I frati mi hanno da subito “buttato nella mischia”, facendomi presiedere celebrazioni eucaristiche! Beh, ho apprezzato la terapia, perché ho potuto bypassare le paure e timori di inadeguatezza; oltre alla benevolenza sincera dei parrocchiani e all’indole davvero molto accogliente dei Cubani. Secoli di colonialismo e presenza straniera non hanno chiuso nel rancore questo popolo, anzi, lo hanno reso capace di confrontarsi con tanti popoli vicini e lontani. Tra l’altro, una cosa che ho avuto modo di apprezzare, è l’alto livello culturale della gente, i molti curriculum di studio; al tempo stesso, l’umiltà: non fanno della propria preparazione un motivo di superiorità: medici, biologi, accademici, … li trovi a fare i turni volontari di pulizia alla chiesa con naturalezza e semplicità.
A proposito di chiesa: la parrocchia è riuscita ad accedere ad un aiuto economico di una associazione tedesca (Adveniat) per restaurare la chiesa intitolata (unica in Cuba) alla santa croce di Gerusalemme. Ho così trovato un ambito in cui constatare la vicinanza di varie componenti ecclesiali – vero, in contesti di missione ci si aiuta con più facilità: Javier, architetto spagnolo e focolarino consacrato si occupa del progetto; la diocesi de La Habana appoggia; un gruppo di giovani artisti-falegnami che si stanno costituendo come società coinvolta in un progetto di “economia di comunione” sta facendo un lavoro professionale eccellente e testimoniando una umanità e solidarietà fuori dal comune… e la comunità parrocchiale – numericamente un gregge esiguo – sta ripartendo dopo la pandemia come un seme piccolo ma realmente evangelico.
Proprio oggi mi accingo a partire con fr. Colombano per la zona est dell’isola. Saremo ospitati per due settimane in due luoghi diversi da fratelli cappuccini Brasiliani per conoscere meglio la realtà di Cuba anche fuori dal contesto della capitale, per vedere il lavoro pastorale che si porta avanti nelle periferie del paese e nelle campagne. Nel progetto pastorale della Delegazione, infatti, c’è il desiderio di aprire una presenza in un’altra zona, pastoralmente bisognosa, per essere vicini alla povertà della Chiesa Cubana.

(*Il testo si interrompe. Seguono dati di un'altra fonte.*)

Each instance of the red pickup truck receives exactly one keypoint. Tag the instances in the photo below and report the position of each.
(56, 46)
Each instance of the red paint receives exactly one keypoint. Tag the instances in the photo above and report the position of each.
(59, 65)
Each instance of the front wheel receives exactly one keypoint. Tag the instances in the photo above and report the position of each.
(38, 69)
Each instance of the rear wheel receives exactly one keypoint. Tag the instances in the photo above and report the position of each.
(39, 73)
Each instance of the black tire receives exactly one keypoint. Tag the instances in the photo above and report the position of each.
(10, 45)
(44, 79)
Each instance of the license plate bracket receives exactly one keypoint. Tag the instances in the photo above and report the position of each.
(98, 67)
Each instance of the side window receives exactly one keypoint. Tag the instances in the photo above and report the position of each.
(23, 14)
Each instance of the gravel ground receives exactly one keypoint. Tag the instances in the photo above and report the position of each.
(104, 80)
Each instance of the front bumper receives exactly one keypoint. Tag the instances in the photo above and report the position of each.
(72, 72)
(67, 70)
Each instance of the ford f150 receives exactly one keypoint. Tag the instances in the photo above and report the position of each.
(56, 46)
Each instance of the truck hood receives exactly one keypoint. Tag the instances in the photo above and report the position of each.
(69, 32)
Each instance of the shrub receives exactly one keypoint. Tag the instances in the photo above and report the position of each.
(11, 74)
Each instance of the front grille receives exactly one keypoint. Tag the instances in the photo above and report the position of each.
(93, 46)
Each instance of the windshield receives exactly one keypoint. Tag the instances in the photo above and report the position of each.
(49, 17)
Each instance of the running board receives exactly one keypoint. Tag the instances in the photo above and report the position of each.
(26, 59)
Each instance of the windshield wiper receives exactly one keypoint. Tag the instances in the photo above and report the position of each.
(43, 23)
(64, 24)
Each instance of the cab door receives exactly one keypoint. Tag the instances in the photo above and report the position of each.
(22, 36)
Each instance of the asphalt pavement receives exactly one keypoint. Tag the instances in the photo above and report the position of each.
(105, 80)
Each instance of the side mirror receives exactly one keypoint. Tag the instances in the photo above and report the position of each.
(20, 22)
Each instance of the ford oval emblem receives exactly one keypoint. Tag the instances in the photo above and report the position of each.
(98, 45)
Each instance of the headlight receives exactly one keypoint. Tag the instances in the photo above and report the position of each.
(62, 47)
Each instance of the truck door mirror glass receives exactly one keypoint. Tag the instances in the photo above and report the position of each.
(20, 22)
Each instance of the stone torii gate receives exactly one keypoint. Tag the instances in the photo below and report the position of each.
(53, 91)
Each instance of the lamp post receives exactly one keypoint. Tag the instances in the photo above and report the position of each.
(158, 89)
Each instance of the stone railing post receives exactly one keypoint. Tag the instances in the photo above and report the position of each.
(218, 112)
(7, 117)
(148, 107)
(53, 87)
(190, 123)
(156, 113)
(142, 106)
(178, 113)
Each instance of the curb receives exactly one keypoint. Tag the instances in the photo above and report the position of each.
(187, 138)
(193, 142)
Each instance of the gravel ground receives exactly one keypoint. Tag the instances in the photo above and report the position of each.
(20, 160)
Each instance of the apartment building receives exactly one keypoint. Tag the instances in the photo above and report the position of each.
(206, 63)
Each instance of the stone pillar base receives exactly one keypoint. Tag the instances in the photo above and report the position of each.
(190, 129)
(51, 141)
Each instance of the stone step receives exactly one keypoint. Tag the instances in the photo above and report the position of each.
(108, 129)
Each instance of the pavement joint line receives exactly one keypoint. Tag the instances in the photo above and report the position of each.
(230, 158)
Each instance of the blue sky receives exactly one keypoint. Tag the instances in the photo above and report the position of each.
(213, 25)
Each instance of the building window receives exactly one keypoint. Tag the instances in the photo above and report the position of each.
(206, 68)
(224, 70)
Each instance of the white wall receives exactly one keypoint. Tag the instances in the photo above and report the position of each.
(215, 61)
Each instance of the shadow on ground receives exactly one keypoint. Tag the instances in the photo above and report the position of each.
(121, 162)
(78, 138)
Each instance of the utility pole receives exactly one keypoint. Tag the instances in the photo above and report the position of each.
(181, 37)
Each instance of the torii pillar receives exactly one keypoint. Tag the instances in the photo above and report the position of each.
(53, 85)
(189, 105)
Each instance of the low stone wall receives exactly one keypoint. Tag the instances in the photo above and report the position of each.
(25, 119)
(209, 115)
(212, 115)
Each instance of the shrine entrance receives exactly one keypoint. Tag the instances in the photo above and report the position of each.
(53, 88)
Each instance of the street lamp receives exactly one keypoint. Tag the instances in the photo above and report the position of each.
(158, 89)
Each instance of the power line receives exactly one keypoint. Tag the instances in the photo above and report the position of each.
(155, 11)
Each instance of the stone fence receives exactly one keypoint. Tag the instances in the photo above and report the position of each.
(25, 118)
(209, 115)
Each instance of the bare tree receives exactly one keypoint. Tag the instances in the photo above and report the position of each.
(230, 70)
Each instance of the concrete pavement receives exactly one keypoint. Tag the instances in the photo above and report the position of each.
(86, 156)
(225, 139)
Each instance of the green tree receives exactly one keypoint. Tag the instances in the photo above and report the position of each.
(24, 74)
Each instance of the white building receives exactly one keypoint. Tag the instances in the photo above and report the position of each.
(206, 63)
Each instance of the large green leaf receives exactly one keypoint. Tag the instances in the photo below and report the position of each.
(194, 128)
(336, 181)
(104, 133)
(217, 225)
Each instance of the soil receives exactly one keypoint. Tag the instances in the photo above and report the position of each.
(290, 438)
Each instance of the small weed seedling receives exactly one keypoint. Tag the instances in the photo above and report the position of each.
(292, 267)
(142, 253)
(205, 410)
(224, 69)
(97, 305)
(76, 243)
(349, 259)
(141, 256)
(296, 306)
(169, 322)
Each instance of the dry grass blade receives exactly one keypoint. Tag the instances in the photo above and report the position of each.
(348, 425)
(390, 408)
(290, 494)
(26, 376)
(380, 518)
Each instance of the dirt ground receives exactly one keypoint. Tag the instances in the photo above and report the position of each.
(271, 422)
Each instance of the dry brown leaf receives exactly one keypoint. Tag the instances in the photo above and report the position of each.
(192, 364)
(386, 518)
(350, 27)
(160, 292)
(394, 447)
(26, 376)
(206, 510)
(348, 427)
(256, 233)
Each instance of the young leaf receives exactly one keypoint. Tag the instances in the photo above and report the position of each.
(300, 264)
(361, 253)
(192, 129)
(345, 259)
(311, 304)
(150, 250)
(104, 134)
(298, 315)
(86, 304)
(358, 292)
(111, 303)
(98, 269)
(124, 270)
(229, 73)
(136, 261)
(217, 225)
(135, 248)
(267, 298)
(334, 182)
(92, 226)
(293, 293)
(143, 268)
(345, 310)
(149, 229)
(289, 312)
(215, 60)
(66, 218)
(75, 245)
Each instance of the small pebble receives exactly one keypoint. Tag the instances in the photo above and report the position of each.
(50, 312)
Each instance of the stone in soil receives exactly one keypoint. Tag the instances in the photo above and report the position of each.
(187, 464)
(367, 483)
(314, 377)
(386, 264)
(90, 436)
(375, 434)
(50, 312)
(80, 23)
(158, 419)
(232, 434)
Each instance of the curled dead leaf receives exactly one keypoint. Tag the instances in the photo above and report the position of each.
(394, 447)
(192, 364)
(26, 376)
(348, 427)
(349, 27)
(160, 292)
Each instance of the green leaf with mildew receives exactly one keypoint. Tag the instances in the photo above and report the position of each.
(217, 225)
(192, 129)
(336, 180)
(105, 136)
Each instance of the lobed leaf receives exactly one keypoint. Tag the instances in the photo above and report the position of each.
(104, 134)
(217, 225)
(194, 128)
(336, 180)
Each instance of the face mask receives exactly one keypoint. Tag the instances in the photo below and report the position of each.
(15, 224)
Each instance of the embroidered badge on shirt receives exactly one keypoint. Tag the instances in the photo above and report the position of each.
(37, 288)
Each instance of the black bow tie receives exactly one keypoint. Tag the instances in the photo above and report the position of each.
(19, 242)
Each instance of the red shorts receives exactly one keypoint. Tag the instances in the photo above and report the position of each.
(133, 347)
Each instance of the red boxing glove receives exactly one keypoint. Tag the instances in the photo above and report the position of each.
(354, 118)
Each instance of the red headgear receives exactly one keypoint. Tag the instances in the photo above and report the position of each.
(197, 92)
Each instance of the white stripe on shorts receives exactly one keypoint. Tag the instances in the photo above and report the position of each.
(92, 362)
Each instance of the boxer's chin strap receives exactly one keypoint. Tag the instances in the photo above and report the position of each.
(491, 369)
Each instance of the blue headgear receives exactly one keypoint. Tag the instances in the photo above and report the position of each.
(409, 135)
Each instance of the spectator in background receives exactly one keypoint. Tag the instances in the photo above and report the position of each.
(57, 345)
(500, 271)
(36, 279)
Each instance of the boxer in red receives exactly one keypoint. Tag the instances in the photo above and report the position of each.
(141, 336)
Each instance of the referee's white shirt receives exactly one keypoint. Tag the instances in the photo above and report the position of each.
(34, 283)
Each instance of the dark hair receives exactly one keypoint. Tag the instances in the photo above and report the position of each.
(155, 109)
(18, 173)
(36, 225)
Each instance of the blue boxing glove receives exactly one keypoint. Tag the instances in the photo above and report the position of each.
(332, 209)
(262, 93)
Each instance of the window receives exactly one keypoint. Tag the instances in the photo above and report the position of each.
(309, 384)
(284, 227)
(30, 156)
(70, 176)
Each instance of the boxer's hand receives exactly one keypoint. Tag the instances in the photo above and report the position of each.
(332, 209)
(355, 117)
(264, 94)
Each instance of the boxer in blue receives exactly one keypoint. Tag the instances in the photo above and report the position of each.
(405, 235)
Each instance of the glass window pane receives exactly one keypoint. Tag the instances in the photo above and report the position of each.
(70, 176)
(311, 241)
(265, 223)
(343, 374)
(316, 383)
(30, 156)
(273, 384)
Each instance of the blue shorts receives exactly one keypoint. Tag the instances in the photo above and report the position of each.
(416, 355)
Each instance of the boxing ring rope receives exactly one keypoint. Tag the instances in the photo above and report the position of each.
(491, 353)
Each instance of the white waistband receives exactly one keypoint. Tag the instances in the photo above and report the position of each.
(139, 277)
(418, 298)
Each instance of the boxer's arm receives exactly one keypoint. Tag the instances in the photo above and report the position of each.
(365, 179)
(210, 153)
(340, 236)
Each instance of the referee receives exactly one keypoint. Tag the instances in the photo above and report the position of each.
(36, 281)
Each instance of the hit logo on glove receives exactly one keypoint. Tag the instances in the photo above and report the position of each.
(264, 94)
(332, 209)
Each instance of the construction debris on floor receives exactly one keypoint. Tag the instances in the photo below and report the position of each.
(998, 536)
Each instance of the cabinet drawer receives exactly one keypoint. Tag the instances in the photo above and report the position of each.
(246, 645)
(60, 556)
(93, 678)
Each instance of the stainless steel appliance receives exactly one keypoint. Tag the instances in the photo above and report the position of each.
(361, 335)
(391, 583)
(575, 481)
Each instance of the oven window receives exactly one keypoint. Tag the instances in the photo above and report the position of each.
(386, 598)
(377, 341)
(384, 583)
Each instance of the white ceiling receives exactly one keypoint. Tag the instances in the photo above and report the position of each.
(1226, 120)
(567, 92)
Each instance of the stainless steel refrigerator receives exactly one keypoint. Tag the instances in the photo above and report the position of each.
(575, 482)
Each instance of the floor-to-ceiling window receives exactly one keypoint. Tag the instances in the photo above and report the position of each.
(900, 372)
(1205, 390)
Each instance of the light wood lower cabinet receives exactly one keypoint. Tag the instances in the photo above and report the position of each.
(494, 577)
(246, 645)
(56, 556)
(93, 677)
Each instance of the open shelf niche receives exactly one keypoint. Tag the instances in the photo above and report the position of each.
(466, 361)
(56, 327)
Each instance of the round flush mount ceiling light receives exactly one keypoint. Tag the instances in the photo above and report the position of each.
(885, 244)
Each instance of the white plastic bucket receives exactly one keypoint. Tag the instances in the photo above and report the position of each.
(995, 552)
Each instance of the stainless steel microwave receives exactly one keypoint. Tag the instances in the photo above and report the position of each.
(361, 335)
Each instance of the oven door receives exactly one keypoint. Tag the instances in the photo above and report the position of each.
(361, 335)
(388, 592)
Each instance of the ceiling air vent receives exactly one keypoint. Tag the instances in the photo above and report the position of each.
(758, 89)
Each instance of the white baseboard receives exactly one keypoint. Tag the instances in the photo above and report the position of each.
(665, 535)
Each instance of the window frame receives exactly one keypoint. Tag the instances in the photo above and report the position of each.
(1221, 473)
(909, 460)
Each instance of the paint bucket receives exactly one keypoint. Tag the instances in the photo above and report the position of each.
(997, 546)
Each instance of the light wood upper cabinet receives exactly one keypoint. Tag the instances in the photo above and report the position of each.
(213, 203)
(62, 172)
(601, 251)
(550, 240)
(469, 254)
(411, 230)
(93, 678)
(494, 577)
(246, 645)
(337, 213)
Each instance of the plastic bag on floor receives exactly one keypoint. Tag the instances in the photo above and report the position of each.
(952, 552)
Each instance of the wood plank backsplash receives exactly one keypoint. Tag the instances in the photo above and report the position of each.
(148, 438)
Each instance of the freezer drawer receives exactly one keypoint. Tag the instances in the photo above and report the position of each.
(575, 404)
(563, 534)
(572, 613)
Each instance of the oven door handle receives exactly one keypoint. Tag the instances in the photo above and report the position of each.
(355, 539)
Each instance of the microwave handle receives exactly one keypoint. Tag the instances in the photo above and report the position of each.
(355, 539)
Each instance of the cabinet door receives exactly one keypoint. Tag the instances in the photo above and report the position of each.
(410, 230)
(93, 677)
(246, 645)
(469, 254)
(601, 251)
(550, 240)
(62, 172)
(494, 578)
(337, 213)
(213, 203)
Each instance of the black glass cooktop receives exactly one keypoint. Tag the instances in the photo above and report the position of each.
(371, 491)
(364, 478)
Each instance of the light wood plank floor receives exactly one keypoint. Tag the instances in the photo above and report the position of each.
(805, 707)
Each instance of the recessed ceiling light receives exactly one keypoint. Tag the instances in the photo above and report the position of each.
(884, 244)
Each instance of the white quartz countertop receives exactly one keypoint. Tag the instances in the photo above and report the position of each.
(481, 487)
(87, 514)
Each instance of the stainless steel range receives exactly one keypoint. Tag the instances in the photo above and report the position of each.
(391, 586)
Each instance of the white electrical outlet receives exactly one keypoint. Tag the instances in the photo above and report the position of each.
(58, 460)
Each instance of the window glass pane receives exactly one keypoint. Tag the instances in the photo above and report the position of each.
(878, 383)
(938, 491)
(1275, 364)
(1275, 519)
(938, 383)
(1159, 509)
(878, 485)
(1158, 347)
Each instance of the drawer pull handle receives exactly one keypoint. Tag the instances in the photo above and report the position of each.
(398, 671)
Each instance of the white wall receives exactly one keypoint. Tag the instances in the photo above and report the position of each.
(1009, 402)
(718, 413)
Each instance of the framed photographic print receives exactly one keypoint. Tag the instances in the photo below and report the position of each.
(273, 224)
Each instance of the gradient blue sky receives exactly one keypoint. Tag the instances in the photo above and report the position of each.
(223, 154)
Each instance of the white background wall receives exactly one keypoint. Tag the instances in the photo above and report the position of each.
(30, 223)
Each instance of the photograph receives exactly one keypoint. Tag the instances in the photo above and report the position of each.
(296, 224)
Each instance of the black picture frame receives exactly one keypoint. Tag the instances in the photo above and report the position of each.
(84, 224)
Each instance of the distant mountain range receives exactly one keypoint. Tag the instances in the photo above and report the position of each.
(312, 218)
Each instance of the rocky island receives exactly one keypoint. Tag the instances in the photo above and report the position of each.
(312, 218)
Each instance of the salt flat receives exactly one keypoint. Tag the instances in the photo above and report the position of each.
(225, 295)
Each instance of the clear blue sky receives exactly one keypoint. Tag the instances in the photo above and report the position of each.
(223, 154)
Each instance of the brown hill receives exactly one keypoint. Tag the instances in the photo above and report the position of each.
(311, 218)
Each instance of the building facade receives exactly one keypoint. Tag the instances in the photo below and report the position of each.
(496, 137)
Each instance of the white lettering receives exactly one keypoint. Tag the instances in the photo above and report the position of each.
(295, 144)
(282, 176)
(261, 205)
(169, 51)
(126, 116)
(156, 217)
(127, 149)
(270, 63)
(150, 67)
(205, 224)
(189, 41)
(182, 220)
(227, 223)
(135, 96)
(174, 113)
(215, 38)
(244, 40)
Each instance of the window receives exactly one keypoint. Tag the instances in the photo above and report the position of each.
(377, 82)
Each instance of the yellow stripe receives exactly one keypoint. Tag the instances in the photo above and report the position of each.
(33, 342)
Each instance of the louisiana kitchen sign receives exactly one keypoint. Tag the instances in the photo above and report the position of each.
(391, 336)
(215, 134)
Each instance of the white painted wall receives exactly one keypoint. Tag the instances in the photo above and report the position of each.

Ascoltando i frati della missione si coglie speranza e voglia di “osare”, anche cogliendo segni del Signore all’opera e raccogliendo frutti nuovi da anni di sofferenza e fatica vissuti nella fede. I frati mi hanno molto aiutato nel cammino di discernimento anche fornendomi criteri molto concreti e sperimentati sul campo: sapere di incontrare pochi risultati pastorali, di avere a che fare con un contesto religioso molto “liquido” e permeato di sincretismo, di dover esercitare la pazienza per abitare una realtà politica chiusa alla povertà economica e sociale della popolazione, aspettarsi costumi che richiedono una dimensione affettiva “risolta” e solida, di doversi adattarsi a inaspettati cambi di programma, … sapere “prima” tutto ciò è stato molto illuminante e utile per “sedersi e calcolare”, come dice Gesù. Vedere, poi, tutto ciò, mi fa ringraziare il Signore per la generosità dei frati e fratelli che qui si spendono per il Regno. In tutto ciò, personalmente, proseguo questa esperienza con gratitudine perché “scomodato” dal Signore a uscire dalla mia – come si usa dire oggi giorno – comfort zone; chiedendo libertà nell’ascolto dentro di me e fuori di me; chiedendo di accompagnarci tutti vicendevolmente nella preghiera.